At city commission meetings, activists criticized the pro-Israel ordinances for being “motivated by [the city commission’s] and the Mayor’s hostility to any criticism of the State of Israel.” They blasted the commission for voting “for any bill that appears to be in the interest of the government of Israel, whether or not it is in the interest of the people of Miami Beach.” The commission responded by routinely interrupting activists and muting their microphones. At the June 2024 meeting, Meiner claimed that criticisms of the boycott prohibition were “not just hostile, not just anti-Zionism, they’re antisemitic.” At the September 2024 meeting weighing a solidarity mission to Israel, Commissioner David Suarez exploded, saying, “I’ve had enough of these so-called ‘Free Palestine activists’ marching into city hall pretending to be champions of LGBTQ rights, women [sic] rights and human rights.… I’m calling out ‘Queers for Palestine’ and the rest of you shamelessly standing here today…. If you took your so-called ‘woke’ nonsense and your pronouns to Gaza, you’d face a much harsher reality.”

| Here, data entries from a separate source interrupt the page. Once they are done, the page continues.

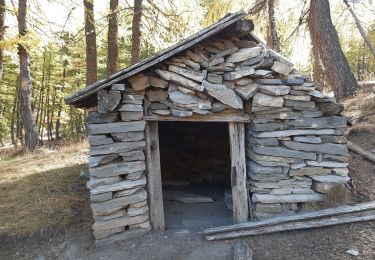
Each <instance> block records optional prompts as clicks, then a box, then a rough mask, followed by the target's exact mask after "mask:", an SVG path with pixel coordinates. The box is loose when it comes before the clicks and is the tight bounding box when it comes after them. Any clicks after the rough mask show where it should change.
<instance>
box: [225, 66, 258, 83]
mask: <svg viewBox="0 0 375 260" xmlns="http://www.w3.org/2000/svg"><path fill="white" fill-rule="evenodd" d="M254 73H255V70H254V68H252V67H241V68H239V69H237V70H235V71H230V72H227V73H224V75H223V79H224V80H236V79H239V78H242V77H246V76H250V75H253V74H254Z"/></svg>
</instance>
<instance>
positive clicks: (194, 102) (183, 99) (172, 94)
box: [169, 91, 199, 105]
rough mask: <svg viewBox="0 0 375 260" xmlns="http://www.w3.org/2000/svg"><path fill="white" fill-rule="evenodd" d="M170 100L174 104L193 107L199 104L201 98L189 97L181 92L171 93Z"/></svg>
mask: <svg viewBox="0 0 375 260" xmlns="http://www.w3.org/2000/svg"><path fill="white" fill-rule="evenodd" d="M169 99H170V100H171V101H172V102H173V103H177V104H181V105H191V104H198V102H199V98H198V97H197V96H194V95H187V94H184V93H182V92H181V91H173V92H171V93H169Z"/></svg>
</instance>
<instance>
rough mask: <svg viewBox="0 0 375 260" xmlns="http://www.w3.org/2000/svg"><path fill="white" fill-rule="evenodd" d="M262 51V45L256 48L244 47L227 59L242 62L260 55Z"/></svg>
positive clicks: (237, 51)
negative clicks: (246, 47)
mask: <svg viewBox="0 0 375 260" xmlns="http://www.w3.org/2000/svg"><path fill="white" fill-rule="evenodd" d="M261 52H262V47H254V48H243V49H240V50H239V51H237V52H235V53H233V54H231V55H230V56H229V57H228V58H227V59H226V62H233V63H235V62H240V61H244V60H247V59H250V58H254V57H256V56H259V55H260V54H261Z"/></svg>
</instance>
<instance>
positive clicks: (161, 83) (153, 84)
mask: <svg viewBox="0 0 375 260" xmlns="http://www.w3.org/2000/svg"><path fill="white" fill-rule="evenodd" d="M148 82H149V84H150V86H152V87H155V88H167V87H168V81H166V80H164V79H161V78H158V77H154V76H150V75H149V76H148Z"/></svg>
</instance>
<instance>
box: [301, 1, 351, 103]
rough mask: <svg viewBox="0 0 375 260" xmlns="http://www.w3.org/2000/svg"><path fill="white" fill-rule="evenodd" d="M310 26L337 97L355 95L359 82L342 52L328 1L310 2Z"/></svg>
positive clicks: (312, 40)
mask: <svg viewBox="0 0 375 260" xmlns="http://www.w3.org/2000/svg"><path fill="white" fill-rule="evenodd" d="M308 25H309V30H310V36H311V40H312V43H313V46H314V47H317V48H318V51H319V56H320V58H321V60H322V63H323V66H324V69H325V74H326V75H327V81H328V83H329V85H330V86H331V88H332V90H333V91H334V93H335V95H336V97H337V98H342V97H347V96H350V95H353V94H354V92H355V90H356V88H357V81H356V80H355V78H354V75H353V73H352V72H351V71H350V67H349V63H348V61H347V60H346V58H345V56H344V53H343V52H342V50H341V46H340V42H339V38H338V36H337V32H336V29H335V27H334V26H333V24H332V20H331V14H330V7H329V2H328V0H310V13H309V17H308Z"/></svg>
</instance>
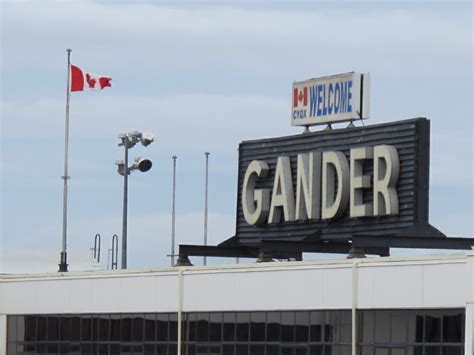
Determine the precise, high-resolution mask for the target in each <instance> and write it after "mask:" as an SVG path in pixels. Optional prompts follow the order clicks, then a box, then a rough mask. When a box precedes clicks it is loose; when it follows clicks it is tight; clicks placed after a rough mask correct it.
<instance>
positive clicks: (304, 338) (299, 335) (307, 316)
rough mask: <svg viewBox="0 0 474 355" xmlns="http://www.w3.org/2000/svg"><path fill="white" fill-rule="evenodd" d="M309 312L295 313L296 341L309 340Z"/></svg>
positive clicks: (309, 315)
mask: <svg viewBox="0 0 474 355" xmlns="http://www.w3.org/2000/svg"><path fill="white" fill-rule="evenodd" d="M309 318H310V313H309V312H306V311H304V312H296V313H295V341H296V342H307V341H308V339H309Z"/></svg>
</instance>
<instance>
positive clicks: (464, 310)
mask: <svg viewBox="0 0 474 355" xmlns="http://www.w3.org/2000/svg"><path fill="white" fill-rule="evenodd" d="M0 297H1V300H0V344H1V347H0V354H2V355H3V354H8V355H15V354H160V355H162V354H170V355H171V354H189V355H194V354H213V355H217V354H223V355H224V354H225V355H243V354H252V355H265V354H267V355H279V354H282V355H338V354H340V355H346V354H347V355H349V354H352V351H353V350H354V351H356V352H355V353H356V354H364V355H365V354H367V355H391V354H393V355H423V354H445V355H455V354H456V355H457V354H459V355H461V354H469V355H470V354H472V353H473V349H474V348H473V342H474V339H473V338H474V337H473V335H474V253H473V252H467V253H465V254H452V255H441V256H440V255H438V256H422V257H383V258H366V259H352V260H338V261H324V262H320V261H296V262H274V263H255V264H247V265H244V264H238V265H232V266H219V267H215V266H206V267H179V268H168V269H158V270H139V271H133V270H123V271H107V272H87V273H68V274H61V273H60V274H34V275H17V276H13V275H11V276H2V277H1V279H0ZM179 320H181V321H179ZM353 344H354V345H355V346H356V347H355V349H353V348H352V346H353ZM178 350H181V351H180V352H179V351H178Z"/></svg>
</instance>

Rather than mitigate anti-Palestinian racism in the wake of the February 15 shooting, the Miami Beach Commission continues to propose pro-Israel policies. For instance, they added to their February 26 agenda an item to approve a $50,000 grant to the Center for Combating Antisemitism, launched by the Zionist group StandWithUs in 2019. The vote for the grant was unanimous.
When addressing the February 15 shooting, local social activist groups emphasized the need to prioritize anti-Palestinian racism in Miami Beach and nearby cities. Students for Justice in Palestine at Florida International University, for instance, highlight in a press release the city’s Zionist atmosphere systematically targeting advocates for Palestinians. Jewish Voice for Peace South Florida, which I organize with, argued in a separate press release that the shooting itself was “fueled by a [Miami Beach] city administration” which has celebrated Israel’s genocide of Palestinians while silencing dissent. Both groups were clear: The February 15 shooting ultimately stemmed from the dehumanization of Palestinians.
In advancing these policies, ignoring any criticism and dismissing Palestinian voices, Miami Beach has entangled its citizens in Zionism. In the process, some of its Zionist citizens have begun to emulate the racism and violence inherent to Israel’s existence. Mirroring the land between the river and the sea, Palestinian and Jewish citizens of the city are intertwined. Jewish safety cannot come at the expense of Palestinian lives. Rather than continuing to bolster Zionism and to eliminate Palestinian advocacy, Miami Beach must take seriously the dehumanization of Palestinians in its own right.